Students for Fair Admissions includes more than a dozen Asian American students who applied to Harvard and were rejected. They contend in their lawsuit that Harvard systematically discriminates against Asian American applicants in violation of federal civil rights law, by penalizing their high achievement as a group, while giving preferences to other racial and ethnic minorities. They say that Harvard’s admission process amounts to an illegal quota system.

Harvard says its admissions system is finely calibrated to produce a spectrum of diversity, not only of race, but of income, ideas, geographic origin and talents. The group’s appellate filing “further exposes their ultimate goal of removing the consideration of race in college and university admissions,” Harvard said in a statement today.

Derek W. Black, a constitutional law professor at the University of South Carolina, said today that the appeal was “grasping at straws to a certain extent.”

“Two people could look at the same facts and arrive at different conclusions,” he said. “That’s the judge’s call to make.”

The group initially filed the case against Harvard in 2014, and spent years in an ultimately successful battle to get access to tens of thousands of pages of internal Harvard admissions records, many of which were made public.

The three-week trial, which took place in the fall of 2018, riveted spectators because of the arcane secrets of Harvard admissions that it revealed. There was the existence of a “dean’s or director’s list” that included the children of wealthy donors who received special consideration in admissions. And there was the “lop list,” a list of students whom admissions officers felt could be cut at the last minute, to balance the composition of the class the way they wanted to.

The appellate brief argues that the judge gave too little weight to the statistical analysis of bias in Harvard’s admissions presented by the plaintiffs, and too much credence to the testimony of Harvard’s admissions officers, which the brief called “self-serving.”
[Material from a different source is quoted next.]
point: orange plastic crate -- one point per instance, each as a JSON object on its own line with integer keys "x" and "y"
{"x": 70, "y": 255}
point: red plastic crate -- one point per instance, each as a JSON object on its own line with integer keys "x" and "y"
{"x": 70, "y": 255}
“A defendant’s insistence that it does not discriminate, however credible or indignant, is not evidence in its favor,” the brief says.

In presenting the case, the plaintiffs argued that because the share of academically qualified Asian American applicants was so high, Harvard resorted to using a subjective “personal” rating, which trafficked in stereotypes about Asian Americans being quiet and studious, to winnow down the number it admitted. Harvard responded that descriptions like quiet and studious had been used for students who were not Asian American as well, and that admissions officers looked not just at the larger group, but at more disadvantaged subsets of Asian Americans, like Cambodians or Vietnamese.
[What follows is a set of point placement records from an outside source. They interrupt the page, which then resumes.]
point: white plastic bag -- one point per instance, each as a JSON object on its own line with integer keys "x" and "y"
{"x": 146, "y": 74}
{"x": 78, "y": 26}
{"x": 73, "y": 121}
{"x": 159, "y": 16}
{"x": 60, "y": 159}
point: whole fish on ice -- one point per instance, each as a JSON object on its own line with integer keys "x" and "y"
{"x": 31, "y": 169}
Students for Fair Admissions has filed another affirmative action case against the University of North Carolina at Chapel Hill, which is scheduled to go to trial in May. It is a more classic case, arguing that the university could bring in more black and Hispanic students, albeit of slightly lower academic caliber, if it used race-neutral alternatives.
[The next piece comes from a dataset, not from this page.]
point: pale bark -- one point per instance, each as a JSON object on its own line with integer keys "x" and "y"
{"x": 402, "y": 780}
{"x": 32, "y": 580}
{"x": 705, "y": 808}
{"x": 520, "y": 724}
The plaintiffs in the Harvard case received support from the Trump administration, which argued for the release of the school’s admissions documents, and which has opened a parallel discrimination investigation based on a 2015 complaint to the Justice Department by a coalition of Asian American organizations.

The leader of Students for Fair Admissions and the architect of the case against Harvard is Edward Blum, a longtime crusader against affirmative action who has raised millions of dollars from conservative groups to challenge voting rights laws and affirmative action policies, often successfully.

Harvard has received support from other Ivy League schools, which use similar admissions systems, which could also be threatened if the plaintiffs were to win in the Supreme Court.